Admittedly, House is a sadder record from the indie-pop act, and we need reasons to be upbeat – but also to acknowledge, to feel, how sad things have been. That made specials songs from it like “As Far Away As Possible”, even as the band was “As far away from Stockholm / As far away as possible.” And certainly special was “Sky and I (Himlen)” – on record, singer/guitarist Adam Olenius (QRO interview) gives the mike to singer/keyboardist Bebban Stenborg for the sweet, soft song. But Stenborg is currently raising two very small children, and thus couldn’t make the trip across the Atlantic, so in her place for this was young Stockholm musician Esther Lennstrand, who took up the vocals for “Sky” and others lovely.

Indeed, it was particularly lovely watching Ester dance in the back (unfortunately, didn’t come to the front for “Sky”) during moments when she wasn’t playing (or even was just one-handing her keys) for songs like “Possible” or classic “Impossible”. They were total ‘dance like no one’s watching’ moments – she was in the back, and not a lot of light, but perhaps that let her not be as shy as you or I would be on our first American tour.

Adam Olenius

Olenius was in high spirits, from telling bassist Ted Malmros that he “missed him,” even though they’d been in a van together for two weeks, because this was the rare night they hadn’t had dinner together. Malmros replied back to Olenius, who was telling the crowd he was switching to an acoustic guitar, that Olenius was explaining everything he was doing, “Like a waiter at Olive Garden.” They joked about running low on merch to sell after the show (a good thing, so as not to have to take it back to Sweden), and Olenius even just guessed it was one up-front fan’s birthday, confirming it charmingly.
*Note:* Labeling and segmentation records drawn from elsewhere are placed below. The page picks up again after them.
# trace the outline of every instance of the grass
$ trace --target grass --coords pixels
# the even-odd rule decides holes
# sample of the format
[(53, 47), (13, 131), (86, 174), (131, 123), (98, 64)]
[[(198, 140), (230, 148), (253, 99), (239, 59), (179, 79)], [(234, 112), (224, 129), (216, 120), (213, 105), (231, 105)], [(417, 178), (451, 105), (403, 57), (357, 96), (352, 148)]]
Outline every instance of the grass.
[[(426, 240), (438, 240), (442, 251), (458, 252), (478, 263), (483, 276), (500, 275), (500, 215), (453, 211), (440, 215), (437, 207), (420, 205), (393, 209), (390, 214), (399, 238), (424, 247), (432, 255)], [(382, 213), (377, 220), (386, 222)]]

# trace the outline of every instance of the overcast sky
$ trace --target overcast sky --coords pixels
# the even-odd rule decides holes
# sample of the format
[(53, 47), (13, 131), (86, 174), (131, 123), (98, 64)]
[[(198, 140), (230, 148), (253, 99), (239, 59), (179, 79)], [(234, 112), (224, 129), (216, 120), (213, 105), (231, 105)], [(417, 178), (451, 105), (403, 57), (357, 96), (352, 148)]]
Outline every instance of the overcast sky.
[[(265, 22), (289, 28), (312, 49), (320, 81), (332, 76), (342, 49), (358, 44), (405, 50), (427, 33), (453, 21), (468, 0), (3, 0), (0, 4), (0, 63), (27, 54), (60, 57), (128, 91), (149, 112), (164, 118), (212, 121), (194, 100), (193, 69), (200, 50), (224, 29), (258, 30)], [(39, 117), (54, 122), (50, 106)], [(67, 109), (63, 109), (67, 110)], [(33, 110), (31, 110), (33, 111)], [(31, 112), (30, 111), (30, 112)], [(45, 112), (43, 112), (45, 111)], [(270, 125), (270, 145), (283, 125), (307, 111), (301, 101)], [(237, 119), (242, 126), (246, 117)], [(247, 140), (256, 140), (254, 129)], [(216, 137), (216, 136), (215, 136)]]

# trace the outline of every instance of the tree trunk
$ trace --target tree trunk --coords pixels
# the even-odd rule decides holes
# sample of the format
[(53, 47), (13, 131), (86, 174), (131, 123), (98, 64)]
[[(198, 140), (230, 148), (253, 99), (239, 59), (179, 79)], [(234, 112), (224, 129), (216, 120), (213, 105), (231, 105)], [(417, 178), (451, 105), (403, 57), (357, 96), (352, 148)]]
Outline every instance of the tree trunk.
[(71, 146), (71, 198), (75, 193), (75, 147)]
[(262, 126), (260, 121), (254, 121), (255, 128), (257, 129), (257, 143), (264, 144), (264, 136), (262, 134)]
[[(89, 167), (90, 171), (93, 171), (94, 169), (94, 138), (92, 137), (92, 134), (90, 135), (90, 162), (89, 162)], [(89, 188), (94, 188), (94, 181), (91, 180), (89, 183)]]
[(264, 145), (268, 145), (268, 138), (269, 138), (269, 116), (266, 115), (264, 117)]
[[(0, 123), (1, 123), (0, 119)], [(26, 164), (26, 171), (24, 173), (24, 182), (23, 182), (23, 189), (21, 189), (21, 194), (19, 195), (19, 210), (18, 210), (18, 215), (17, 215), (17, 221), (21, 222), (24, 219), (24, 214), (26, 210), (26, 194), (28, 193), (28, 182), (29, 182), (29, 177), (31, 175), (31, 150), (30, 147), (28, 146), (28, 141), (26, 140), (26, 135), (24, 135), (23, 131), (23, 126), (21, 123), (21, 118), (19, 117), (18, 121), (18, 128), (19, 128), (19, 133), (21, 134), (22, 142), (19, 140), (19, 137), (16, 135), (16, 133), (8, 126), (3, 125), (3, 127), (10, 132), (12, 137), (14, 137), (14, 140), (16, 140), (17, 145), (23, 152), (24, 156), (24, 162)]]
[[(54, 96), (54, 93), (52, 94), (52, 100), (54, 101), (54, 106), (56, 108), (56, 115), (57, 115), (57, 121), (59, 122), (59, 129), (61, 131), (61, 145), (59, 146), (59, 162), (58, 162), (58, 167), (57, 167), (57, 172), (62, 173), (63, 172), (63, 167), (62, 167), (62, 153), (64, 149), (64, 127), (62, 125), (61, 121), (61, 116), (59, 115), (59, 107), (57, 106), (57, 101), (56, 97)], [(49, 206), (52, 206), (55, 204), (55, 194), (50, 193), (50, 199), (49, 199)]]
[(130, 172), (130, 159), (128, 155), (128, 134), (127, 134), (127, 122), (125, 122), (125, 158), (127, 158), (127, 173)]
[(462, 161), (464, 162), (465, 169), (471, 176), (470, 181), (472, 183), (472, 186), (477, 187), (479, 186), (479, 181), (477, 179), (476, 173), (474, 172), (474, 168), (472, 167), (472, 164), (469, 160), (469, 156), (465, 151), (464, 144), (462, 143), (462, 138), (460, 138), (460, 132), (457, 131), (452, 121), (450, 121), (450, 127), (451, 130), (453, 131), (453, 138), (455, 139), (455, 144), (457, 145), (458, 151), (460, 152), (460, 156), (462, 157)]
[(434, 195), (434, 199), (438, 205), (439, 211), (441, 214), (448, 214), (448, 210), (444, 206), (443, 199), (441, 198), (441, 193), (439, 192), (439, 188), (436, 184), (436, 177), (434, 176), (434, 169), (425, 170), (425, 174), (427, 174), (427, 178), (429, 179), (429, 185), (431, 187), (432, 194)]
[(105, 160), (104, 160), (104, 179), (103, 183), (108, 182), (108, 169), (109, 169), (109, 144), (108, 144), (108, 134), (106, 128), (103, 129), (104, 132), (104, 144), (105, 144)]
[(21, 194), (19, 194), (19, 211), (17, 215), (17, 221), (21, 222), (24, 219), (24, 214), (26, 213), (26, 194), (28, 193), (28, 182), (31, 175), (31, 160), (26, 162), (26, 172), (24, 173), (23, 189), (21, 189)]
And Olenius only upped it later on in the night. Yes, there had been their indie-pop hits that made you fall in love with them a decade-plus ago, from “Very Loud” and “Please Please Please” of 2003 debut Howl Howl Gaff Gaff to “Impossible” & “Normandie” from 2007’s Our Ill Wills (QRO review), “Fall Hard” off of 2010’s Work (QRO review), “14th of July” from 2014’s Optica (QRO review), and “Jumbo Jet” off of 2017’s Ease My Mind (QRO review). But to go into the encore break was perhaps their biggest song, that which made them a ‘Swedish Sensation’ a decade-and-a-half ago, “Tonight I Have To Leave It”. Coming off the crowd sing-along for “Please”. As the song was about to go into its big crescendo chorus of, “Why won’t you give love?”, Olenius had the lights turned down, put up his own flashlight on the disco ball above, and jumped into the crowd with his mike to join them all declaring, “Tonight I have to leave it!”

Adam Olenius in crowd

And there was still an encore return. Work’s “Walls” brought another cathartic indie-rock sing-along, along with Wills’ “You Are Dreaming”. For the final song of the night, not only did Olenius go into the crowd with his mike, he did it with his mikestand & guitar, as we all Howled along to “The Comeback”. It was the kind of moment that we’ve so, so missed these last few years. A sweaty group celebration with friends you haven’t met yet, singing along to a personal favorite by a personal favorite. We called it the comeback…

While hardly a sold-out show, that meant there was room for such a move, and seemingly most of the crowd stayed after the show to buy some of the rapidly-diminishing merch (Olenius remarked to your correspondent that even he couldn’t get one of the long-sleeve shirts that had already sold out) and take photos with the band. This was why we go out, why they tour, what we all shout out loud for.